Every "consume event" implicitly triggers a "produce event" — the consumer load is actually consume + produce, weighted by commit frequency. For a consumer committing every 100 ms, the broker sees 10 commit writes per second per partition assigned to that consumer.

The knobs

enable.auto.commit (default true)

If true, the consumer commits in the background every auto.commit.interval.ms. The default auto-commit interval is 5 seconds — usually a reasonable starting point. The post's advice:

"If using auto commit, set auto.commit.interval.ms to a reasonable value. Generally, one second or higher; the default is 5 seconds. Low milliseconds is right out!"

Low-ms auto-commit is a common anti-pattern; developers reach for it thinking they're minimising re-read on restart. They are — but the broker tax is severe.

Manual commit

If enable.auto.commit=false, the consumer calls consumer.commitSync() or consumer.commitAsync() explicitly. The discipline:

"If manually committing in your application code, try to align your implied commit frequency to at least one second."

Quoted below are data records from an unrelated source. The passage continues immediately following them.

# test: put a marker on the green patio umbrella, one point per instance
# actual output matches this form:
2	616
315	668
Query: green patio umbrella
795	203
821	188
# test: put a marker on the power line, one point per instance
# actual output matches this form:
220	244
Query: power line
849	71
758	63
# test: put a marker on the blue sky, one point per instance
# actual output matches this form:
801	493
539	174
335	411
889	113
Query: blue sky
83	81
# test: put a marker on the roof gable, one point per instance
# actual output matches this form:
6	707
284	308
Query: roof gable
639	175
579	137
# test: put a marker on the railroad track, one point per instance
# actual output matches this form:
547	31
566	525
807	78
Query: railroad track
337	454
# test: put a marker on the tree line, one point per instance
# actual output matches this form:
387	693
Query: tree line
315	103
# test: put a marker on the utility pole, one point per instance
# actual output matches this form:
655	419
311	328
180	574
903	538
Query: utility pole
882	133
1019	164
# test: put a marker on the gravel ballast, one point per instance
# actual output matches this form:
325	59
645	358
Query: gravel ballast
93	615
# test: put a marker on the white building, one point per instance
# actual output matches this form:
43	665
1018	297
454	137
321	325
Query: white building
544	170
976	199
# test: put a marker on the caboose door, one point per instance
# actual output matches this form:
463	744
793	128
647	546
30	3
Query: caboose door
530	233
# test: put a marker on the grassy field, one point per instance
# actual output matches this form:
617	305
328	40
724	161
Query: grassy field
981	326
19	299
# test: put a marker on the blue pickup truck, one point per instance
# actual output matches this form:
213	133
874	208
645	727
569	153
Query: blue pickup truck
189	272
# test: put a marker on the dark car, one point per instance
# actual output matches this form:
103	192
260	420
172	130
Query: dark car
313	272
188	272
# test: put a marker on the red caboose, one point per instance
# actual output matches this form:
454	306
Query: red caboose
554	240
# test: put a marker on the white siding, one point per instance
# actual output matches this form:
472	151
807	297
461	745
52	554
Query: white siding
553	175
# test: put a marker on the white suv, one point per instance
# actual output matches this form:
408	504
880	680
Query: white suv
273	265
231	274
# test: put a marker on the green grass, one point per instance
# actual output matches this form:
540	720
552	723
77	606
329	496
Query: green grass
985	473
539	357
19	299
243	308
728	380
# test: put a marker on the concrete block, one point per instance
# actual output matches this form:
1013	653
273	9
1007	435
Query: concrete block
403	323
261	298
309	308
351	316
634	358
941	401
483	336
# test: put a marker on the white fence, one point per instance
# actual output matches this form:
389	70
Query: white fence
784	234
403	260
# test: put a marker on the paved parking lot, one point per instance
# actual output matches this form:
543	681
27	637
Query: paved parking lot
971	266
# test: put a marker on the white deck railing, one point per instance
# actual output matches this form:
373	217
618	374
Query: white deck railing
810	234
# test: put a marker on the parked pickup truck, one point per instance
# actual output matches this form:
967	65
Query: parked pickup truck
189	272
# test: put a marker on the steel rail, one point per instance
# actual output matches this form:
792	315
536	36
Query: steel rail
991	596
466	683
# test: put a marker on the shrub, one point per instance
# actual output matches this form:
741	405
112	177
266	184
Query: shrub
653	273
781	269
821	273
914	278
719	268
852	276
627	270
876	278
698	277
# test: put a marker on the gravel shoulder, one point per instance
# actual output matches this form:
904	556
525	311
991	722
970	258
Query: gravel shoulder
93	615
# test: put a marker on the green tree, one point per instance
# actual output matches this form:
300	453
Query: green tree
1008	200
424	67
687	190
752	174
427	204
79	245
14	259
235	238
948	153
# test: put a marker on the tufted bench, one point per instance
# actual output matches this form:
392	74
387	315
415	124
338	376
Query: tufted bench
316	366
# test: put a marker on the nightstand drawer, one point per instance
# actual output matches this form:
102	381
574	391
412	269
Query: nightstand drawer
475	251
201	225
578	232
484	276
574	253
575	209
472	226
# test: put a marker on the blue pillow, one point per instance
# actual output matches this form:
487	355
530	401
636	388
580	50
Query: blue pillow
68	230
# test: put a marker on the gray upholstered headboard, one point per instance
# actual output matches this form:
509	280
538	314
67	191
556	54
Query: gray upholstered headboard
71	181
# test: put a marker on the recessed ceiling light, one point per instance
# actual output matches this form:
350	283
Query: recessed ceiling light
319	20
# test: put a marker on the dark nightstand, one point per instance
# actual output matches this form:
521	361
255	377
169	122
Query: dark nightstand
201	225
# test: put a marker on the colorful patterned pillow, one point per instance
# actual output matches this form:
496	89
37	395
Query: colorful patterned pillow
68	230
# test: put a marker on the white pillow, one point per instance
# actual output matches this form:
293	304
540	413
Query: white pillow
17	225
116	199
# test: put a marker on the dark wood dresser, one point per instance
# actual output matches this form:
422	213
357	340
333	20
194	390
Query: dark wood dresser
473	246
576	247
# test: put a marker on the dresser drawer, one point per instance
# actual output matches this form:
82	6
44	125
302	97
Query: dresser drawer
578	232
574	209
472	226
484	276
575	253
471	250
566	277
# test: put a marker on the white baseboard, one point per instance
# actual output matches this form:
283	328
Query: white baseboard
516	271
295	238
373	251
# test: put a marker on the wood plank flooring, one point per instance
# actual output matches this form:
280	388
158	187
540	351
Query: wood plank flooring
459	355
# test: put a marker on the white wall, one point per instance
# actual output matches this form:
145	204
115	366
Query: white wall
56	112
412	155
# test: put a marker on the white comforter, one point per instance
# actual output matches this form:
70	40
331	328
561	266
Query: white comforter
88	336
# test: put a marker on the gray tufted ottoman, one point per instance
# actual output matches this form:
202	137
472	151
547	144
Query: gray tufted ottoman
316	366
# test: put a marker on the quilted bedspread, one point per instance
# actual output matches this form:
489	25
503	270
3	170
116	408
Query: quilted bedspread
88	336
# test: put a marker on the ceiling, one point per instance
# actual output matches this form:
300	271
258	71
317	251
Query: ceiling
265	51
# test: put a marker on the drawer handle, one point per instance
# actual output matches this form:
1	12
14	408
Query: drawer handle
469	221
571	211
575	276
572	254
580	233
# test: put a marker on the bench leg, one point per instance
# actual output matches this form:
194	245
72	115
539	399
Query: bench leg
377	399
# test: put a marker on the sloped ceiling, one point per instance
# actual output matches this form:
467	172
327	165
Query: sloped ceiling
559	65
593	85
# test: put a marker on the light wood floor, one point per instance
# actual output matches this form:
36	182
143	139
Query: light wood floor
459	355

One consumer group per application

Shared consumer groups across services create group-coordinator contention and rebalance storms. Verbatim:

"Make sure each application or micro-service uses its own consumer group, otherwise your applications can inadvertently increase the load on a single group coordinator and make rebalances more costly and impactful."

Commit frequency = RPO dial

The consumer-side connection to RPO (recovery point objective):

On consumer restart, a consumer re-reads from its last committed offset. If the consumer was committing every C seconds and crashes, up to C seconds of records must be re-read. Commit frequency is the RPO for the consume side:

Commit interval Worst-case re-read on crash
100 ms 100 ms
1 s 1 s
5 s (default) 5 s
60 s 60 s

Redpanda's verbatim framing:

"In a Disaster Recovery (DR) context, be aware of your Recovery Point Objectives (RPOs) and use those to help define your minimum commit frequency."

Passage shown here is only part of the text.